Yeah I agree completely actors, celebrities all are overpaid. Look I am not saying that proffesional sports are corrupt and that players are greedy or anything. I just find it remarkable how much a person can be paid to play basketball; something that I enjoy doing.

Yes I understand that the Owners of the teams each make more money than all of the players combined. Many things in life are not fair.

Damn I wish I could have a 1-foot growth spurt so I could play in the NBA.:heart: 

Oh well... I guess I will have to settle for owning the Lakers in 20 years.


----------



## RetroDreams (Jun 9, 2002)

> Originally posted by <b>OZZY</b>!
> :laugh:You want to talk contracts? You want to talk salary cap? Well talk about freaking Terrell Brandon! He has a huge damn contract, and at least Kevin is punching his ticket working for his money. But the same can not be said for Brandon who hasn't played for the team in almost two years! Kevin is worth the money he gets, just a example, he is ranked as the most efficent player in the entire NBA when you look at every stat combined.

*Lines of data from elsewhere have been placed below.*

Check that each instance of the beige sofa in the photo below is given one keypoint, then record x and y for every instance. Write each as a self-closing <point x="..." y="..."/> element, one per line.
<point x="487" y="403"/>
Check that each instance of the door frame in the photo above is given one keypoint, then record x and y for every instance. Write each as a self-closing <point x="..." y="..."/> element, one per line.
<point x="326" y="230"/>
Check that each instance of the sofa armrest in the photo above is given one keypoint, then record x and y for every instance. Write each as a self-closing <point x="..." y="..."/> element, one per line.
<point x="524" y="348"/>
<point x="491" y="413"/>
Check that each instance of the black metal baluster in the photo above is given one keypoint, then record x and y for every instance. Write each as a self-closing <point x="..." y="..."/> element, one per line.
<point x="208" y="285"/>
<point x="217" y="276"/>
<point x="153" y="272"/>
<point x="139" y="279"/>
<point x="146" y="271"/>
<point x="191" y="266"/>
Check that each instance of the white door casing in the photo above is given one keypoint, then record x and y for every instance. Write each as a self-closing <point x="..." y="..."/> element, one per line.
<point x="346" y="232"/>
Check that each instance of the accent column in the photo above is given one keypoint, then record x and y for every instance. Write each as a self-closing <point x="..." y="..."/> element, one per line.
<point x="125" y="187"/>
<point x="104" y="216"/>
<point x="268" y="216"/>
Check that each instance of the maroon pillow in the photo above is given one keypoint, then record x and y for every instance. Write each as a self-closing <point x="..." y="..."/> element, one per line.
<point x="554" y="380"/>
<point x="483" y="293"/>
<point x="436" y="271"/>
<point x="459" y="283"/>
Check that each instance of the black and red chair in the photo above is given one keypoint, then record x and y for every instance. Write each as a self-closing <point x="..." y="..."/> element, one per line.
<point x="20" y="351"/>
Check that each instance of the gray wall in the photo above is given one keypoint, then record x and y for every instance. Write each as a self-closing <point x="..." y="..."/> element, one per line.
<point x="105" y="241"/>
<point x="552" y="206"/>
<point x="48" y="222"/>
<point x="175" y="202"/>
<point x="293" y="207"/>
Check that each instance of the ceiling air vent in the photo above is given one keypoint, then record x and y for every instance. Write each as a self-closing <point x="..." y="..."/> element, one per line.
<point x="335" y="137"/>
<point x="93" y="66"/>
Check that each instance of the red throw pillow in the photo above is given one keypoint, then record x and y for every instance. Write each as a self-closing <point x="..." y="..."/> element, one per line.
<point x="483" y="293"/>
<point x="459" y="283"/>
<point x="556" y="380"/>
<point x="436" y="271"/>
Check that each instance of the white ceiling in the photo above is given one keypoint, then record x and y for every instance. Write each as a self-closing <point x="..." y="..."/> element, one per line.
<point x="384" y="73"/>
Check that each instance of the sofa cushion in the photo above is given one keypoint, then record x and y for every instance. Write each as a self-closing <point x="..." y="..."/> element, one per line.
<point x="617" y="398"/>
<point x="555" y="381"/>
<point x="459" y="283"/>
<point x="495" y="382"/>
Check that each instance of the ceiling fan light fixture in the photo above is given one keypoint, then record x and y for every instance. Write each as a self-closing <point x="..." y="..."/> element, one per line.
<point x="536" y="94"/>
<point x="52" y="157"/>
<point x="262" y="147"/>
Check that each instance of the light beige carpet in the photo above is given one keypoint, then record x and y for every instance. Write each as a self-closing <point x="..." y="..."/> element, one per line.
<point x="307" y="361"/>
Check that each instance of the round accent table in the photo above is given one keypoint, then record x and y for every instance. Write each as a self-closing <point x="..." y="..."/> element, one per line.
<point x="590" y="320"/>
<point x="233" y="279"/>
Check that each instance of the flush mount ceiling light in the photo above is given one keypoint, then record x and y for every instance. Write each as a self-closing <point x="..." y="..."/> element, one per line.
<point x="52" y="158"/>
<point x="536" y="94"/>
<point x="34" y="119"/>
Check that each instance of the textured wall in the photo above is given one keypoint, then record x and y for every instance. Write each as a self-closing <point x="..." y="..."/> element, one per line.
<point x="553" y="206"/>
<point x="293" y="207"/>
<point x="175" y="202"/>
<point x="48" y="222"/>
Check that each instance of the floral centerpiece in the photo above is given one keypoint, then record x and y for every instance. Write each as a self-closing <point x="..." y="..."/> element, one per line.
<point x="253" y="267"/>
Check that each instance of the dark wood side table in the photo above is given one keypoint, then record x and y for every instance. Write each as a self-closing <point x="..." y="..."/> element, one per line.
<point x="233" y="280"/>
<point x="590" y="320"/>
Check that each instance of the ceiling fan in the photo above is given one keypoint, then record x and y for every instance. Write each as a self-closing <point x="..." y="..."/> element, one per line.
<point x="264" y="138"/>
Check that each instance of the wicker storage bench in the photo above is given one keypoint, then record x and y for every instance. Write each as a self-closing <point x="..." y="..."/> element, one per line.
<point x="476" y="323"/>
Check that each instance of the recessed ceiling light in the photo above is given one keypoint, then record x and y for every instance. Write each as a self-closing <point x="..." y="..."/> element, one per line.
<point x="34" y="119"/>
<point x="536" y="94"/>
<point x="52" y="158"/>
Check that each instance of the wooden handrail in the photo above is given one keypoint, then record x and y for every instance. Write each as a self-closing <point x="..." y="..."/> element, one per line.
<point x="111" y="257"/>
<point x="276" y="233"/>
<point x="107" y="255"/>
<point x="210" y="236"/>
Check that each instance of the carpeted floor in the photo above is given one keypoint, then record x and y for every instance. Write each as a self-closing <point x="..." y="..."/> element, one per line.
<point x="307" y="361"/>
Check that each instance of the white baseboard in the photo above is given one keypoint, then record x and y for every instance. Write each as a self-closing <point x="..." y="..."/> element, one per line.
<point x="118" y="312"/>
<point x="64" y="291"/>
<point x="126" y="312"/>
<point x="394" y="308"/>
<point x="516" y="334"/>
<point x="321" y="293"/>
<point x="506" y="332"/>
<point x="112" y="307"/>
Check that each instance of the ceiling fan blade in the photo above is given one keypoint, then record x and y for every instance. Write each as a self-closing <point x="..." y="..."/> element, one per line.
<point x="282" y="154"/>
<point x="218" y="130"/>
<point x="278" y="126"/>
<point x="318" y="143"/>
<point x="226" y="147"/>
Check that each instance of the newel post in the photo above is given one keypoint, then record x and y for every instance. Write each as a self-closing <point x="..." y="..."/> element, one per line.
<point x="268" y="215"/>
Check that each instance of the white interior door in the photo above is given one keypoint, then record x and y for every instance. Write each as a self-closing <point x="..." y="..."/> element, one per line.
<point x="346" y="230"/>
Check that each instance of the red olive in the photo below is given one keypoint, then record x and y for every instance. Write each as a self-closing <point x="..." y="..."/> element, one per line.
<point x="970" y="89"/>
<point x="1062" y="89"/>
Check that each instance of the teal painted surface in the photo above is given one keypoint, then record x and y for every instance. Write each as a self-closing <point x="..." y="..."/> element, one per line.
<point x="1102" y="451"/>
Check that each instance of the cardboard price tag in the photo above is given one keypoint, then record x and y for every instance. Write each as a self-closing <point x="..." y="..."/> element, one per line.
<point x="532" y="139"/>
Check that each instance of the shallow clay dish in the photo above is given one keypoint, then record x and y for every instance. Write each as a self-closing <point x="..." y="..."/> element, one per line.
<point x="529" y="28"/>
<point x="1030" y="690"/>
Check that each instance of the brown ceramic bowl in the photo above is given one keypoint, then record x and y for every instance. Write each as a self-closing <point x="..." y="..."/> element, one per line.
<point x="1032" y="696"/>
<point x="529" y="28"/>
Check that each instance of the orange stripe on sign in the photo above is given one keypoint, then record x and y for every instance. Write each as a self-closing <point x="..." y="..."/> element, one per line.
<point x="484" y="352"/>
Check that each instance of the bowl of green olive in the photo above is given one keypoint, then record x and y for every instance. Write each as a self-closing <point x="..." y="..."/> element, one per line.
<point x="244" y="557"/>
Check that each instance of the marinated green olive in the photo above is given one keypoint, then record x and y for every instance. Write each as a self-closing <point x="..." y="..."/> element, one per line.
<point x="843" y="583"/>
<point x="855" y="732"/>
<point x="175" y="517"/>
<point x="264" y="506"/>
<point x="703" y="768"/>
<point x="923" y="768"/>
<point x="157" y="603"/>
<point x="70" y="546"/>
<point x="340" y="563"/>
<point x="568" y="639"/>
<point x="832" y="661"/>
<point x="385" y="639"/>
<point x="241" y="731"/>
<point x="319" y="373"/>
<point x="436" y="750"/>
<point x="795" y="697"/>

So he obviously is worth the big bucks! Don't give me that crap that he is the reason for the Wolves not being a good team, or getting out of the first round...


Yes, Brandon has an equally bad contract, but he is virtually untradable. He won't be tradable until he is in the final year of his deal and some team needs the expiring contract for salary cap relief.

But 25mil? C'mon... KG should walk on water for 25 million. Next year, 28 million? Seriously. He ALONE accounts for over 50% of his team's cap. There are 14 other players. Do the math.


----------



## KJay (Sep 22, 2002)

until that contract comes down, this is the team we will have, GOd I hope that KGs' agent is happy. :upset: :upset:


----------



## open mike (Jan 3, 2003)

They should be called the Minesotta Garnetts...


----------